Blog 0 -- Visualizing the Palmer Penguins dataset

This post demonstrates basic data manipulation with pandas and visualizations with the plotly package.

First, let’s import the requisite packages and the Palmer Penguins data.

import pandas as pd
from plotly import express as px

# read the palmer penguins dataset
url = "https://raw.githubusercontent.com/PhilChodrow/PIC16B/master/datasets/palmer_penguins.csv"
penguins = pd.read_csv(url)

Subsetting with pandas

Suppose we’re interested in how the body mass of Gentoo penguins differ by sex. By setting conditions within square brackets [], we can select a subset of the data frame.

# select rows where the value of "Species" is "Gentoo penguin (Pygoscelis papua)"
gentoos = penguins[penguins["Species"]=="Gentoo penguin (Pygoscelis papua)"]

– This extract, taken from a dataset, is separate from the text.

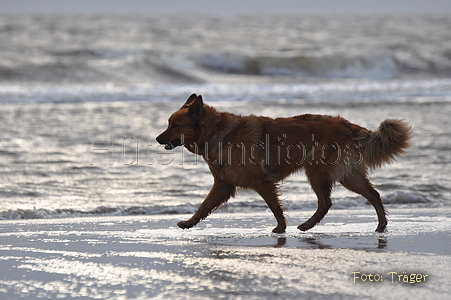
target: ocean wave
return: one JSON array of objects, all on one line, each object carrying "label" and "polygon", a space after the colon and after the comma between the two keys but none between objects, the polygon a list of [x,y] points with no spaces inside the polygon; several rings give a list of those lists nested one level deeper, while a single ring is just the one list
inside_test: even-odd
[{"label": "ocean wave", "polygon": [[80,210],[75,208],[62,209],[9,209],[0,212],[0,220],[21,219],[58,219],[75,217],[95,216],[134,216],[134,215],[168,215],[168,214],[191,214],[196,211],[194,205],[179,206],[130,206],[109,207],[99,206],[91,210]]},{"label": "ocean wave", "polygon": [[245,56],[206,54],[196,58],[199,66],[242,75],[284,75],[320,78],[394,79],[401,67],[390,54],[317,56]]},{"label": "ocean wave", "polygon": [[437,206],[442,204],[439,198],[420,193],[409,193],[403,191],[396,191],[385,195],[382,197],[382,200],[386,204],[424,204],[426,206]]},{"label": "ocean wave", "polygon": [[0,80],[7,82],[96,82],[104,78],[102,70],[84,61],[26,62],[18,66],[1,66]]},{"label": "ocean wave", "polygon": [[[413,55],[413,54],[412,54]],[[393,80],[403,75],[447,77],[446,56],[415,57],[393,51],[364,54],[245,55],[239,53],[168,54],[132,51],[112,55],[92,49],[54,51],[21,62],[0,61],[0,82],[17,84],[202,84],[229,83],[233,76],[282,76],[316,79]],[[408,58],[406,58],[406,56]],[[223,75],[211,76],[213,74]],[[251,79],[249,79],[251,80]],[[279,78],[281,80],[281,78]]]},{"label": "ocean wave", "polygon": [[[429,195],[396,191],[382,197],[386,205],[408,205],[409,207],[437,207],[445,205],[446,201]],[[310,201],[283,201],[285,210],[304,211],[315,210],[317,208],[316,199]],[[96,217],[96,216],[134,216],[134,215],[168,215],[168,214],[193,214],[199,204],[188,203],[175,206],[99,206],[93,209],[81,210],[75,208],[62,209],[9,209],[0,212],[0,220],[20,220],[20,219],[58,219],[75,217]],[[368,201],[360,196],[343,197],[333,199],[334,209],[354,209],[369,208]],[[265,212],[270,211],[263,200],[254,201],[230,201],[222,205],[219,212],[243,213],[243,212]]]},{"label": "ocean wave", "polygon": [[50,57],[0,63],[0,82],[45,84],[200,83],[203,80],[155,53],[111,57],[90,49],[52,53]]},{"label": "ocean wave", "polygon": [[[380,24],[383,30],[374,31]],[[199,22],[183,17],[2,16],[0,38],[9,42],[0,45],[0,81],[217,83],[236,77],[228,74],[443,78],[451,74],[448,28],[449,18],[430,17],[325,21],[305,16],[301,21],[297,16],[248,16]]]},{"label": "ocean wave", "polygon": [[0,103],[177,101],[193,92],[208,101],[290,101],[306,104],[448,103],[450,79],[321,81],[300,83],[202,83],[171,85],[21,85],[0,83]]},{"label": "ocean wave", "polygon": [[[429,194],[421,194],[417,192],[395,191],[390,194],[381,196],[382,202],[385,205],[408,205],[409,207],[436,207],[444,205],[446,200],[440,197],[434,197]],[[371,204],[362,196],[333,198],[332,204],[334,209],[349,209],[349,208],[368,208]],[[317,207],[317,201],[291,202],[287,205],[288,211],[297,210],[313,210]]]},{"label": "ocean wave", "polygon": [[61,57],[76,57],[76,58],[92,58],[92,57],[102,57],[103,53],[92,50],[92,49],[69,49],[69,50],[51,50],[50,55],[61,56]]}]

# only keep rows with "Sex"=="MALE" or "FEMALE", to remove irregular/empty values
gentoos = gentoos[(gentoos["Sex"]=="MALE") | (gentoos["Sex"]=="FEMALE")]

Histogram with plotly

There are many ways to visualize this data. One way is to use a histogram using plotly’s histogram function.


fig = px.histogram(gentoos,
                   x = "Body Mass (g)",
                   color = "Sex",
                   barmode='overlay',
                   opacity=0.75,
                   title="Body mass of male and female Gentoo penguins",
                   color_discrete_sequence=["red", "blue"]
                  )

# display the figure
fig.show()

Here, we make use of the options in the px.histogram command to customize our visualization. For example, the options barmode='overlay' and opacity=0.75 are used to visualize the overlap between the groups.

Written on January 14, 2022